Last year, 11 faith-based FE colleges were judged "excellent" by a Learning and Skills Council performance review. Of the 73 colleges in England judged excellent, 15 per cent were Roman Catholic.
What is more remarkable is that the 16-19 colleges are non-selective and often draw their students from deprived inner-city areas.
As well as turning out students with good A-levels, the colleges work hard to help those studying for GCSEs and equivalent level 1 qualifications.
So just how does being a faith-based institution make such a difference to achievement? Paul O'Shea, principal of St Charles Catholic sixth-form college in west London, said: "The religious identity of an institution definitely contributes to its success in secular terms: good qualification outcomes and good inspection reports."
He believes that values which are said to be intrinsic to Christianity and other faiths - notably openness, honesty, cheerfulness and tolerance - support the development of strong working relationships and a vibrant team spirit among staff.
"If you have lots of people working together in pursuit of common goals, then your organisation is likely to be successful."
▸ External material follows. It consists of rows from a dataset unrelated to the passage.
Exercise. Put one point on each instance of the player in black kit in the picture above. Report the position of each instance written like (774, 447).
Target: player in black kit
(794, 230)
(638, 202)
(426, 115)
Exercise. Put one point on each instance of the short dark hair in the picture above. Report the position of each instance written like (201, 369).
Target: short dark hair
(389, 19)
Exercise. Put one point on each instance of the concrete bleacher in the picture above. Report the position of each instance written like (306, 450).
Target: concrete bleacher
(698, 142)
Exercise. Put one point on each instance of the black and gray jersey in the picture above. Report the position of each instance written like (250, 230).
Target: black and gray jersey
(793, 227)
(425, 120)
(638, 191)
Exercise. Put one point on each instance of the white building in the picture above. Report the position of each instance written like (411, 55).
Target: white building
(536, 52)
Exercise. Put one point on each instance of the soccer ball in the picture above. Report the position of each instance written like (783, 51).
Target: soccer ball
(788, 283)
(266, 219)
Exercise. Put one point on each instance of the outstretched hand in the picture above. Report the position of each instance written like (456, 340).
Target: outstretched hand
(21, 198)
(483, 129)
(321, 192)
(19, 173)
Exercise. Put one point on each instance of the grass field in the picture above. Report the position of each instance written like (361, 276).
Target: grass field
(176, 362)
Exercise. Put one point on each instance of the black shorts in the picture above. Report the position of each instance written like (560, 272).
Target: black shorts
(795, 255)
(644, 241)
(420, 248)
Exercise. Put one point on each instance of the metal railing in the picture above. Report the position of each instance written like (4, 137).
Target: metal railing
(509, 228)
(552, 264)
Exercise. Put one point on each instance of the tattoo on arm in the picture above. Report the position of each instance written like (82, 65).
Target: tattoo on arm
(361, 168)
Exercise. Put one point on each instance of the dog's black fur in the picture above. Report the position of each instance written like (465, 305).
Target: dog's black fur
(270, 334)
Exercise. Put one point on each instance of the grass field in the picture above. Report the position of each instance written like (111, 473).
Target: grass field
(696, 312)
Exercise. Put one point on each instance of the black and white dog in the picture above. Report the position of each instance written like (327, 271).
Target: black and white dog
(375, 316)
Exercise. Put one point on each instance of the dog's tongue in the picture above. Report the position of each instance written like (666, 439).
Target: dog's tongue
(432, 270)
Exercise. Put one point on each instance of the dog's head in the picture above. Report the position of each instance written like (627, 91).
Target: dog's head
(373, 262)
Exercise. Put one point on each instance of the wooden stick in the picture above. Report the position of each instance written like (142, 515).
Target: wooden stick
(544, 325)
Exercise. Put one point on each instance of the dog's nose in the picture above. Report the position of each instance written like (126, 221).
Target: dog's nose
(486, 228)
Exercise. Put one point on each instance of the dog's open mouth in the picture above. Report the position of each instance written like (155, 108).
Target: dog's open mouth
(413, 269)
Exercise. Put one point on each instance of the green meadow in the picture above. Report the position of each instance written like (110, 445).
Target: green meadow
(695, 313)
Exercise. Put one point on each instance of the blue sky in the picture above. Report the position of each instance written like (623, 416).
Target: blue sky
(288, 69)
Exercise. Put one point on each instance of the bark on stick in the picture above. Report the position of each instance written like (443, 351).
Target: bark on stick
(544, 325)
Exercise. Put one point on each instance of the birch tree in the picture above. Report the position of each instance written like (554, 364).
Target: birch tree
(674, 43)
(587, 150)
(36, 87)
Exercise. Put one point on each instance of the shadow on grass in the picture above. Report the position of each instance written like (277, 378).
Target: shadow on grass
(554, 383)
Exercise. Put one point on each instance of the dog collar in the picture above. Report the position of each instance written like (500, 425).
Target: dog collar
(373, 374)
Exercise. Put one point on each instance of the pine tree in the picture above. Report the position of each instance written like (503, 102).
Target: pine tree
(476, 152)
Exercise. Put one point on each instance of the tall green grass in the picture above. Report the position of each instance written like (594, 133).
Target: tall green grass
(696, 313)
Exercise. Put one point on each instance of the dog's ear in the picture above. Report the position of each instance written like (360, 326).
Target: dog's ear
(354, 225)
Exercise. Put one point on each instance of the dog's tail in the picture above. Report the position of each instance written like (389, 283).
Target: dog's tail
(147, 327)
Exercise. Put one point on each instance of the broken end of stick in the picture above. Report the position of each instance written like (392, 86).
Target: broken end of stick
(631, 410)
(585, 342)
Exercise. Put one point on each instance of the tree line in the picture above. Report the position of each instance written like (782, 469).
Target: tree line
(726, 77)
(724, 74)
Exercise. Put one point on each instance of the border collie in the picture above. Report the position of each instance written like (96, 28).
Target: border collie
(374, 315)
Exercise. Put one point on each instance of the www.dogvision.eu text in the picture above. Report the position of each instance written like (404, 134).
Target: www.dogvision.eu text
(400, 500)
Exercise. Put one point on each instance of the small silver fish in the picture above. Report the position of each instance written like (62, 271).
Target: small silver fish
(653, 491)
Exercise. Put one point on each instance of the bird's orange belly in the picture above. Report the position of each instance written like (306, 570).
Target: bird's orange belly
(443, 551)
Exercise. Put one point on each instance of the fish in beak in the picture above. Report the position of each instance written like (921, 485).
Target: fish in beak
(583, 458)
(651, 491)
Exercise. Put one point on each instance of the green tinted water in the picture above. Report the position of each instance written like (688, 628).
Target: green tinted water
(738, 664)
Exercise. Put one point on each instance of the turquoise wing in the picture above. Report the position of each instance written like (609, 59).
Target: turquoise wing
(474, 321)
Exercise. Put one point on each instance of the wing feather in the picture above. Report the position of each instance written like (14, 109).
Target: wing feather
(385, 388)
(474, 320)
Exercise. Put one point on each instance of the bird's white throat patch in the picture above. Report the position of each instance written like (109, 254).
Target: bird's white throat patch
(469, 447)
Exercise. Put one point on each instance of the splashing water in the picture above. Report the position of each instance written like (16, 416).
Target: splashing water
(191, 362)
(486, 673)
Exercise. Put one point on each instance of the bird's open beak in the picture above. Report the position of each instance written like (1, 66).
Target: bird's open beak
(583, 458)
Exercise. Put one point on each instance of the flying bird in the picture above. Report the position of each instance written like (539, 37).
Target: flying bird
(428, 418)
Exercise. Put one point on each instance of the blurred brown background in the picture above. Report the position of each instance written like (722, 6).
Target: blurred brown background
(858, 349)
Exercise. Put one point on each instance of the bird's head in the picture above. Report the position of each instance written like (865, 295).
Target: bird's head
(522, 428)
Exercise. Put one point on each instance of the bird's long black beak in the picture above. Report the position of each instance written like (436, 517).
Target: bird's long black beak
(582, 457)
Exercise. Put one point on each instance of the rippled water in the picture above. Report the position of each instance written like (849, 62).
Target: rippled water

Mr O'Shea said it also resulted in a sense of community and collegiality.
In faith-based institutions, he said, there is also an ambition that runs beyond academic qualifications. Such colleges are also committed to developing their students' spiritual and moral sides as well as fostering them academically and personally.
"If you can get your 16 to 19 year olds to pray with you, it is a bit easier to get the essay in at the end of the week," he said. "You are appealing to other parts of them as people, not just to their identity as students with learning goals."
Concern for the whole person made people feel more valued and more able to respond to subsequent academic demands. Caring for the whole individual resulted in strong pastoral and student support systems, he added.
Anthony Andrews, the chairman of the Association of Catholic Sixth Form Colleges and principal of Xaverian college in Manchester, says that he fundamentally believes that being a faith-based college does make a difference to student achievement.
"There is a shared, gospel-based value system that permeates everything this college does - our last Ofsted inspection actually referred to this.
We talk a lot about our Xaverian community, shared purpose and values."
Bernie Borland, the principal of St Francis Xavier college in south-west London, said his college saw itself as a community with a shared set of beliefs and values. These qualities, he believed, underpinned student and staff behaviour and led to improved performance. Any community that can identify things that they have in common, he added, was more likely to be successful than one that is incoherent and fractured.
"It does help if you have shared beliefs, or at the very least you have people saying that they care and they want to be part of something. What you need to do is establish a school culture, identity and a sense that young people are going somewhere."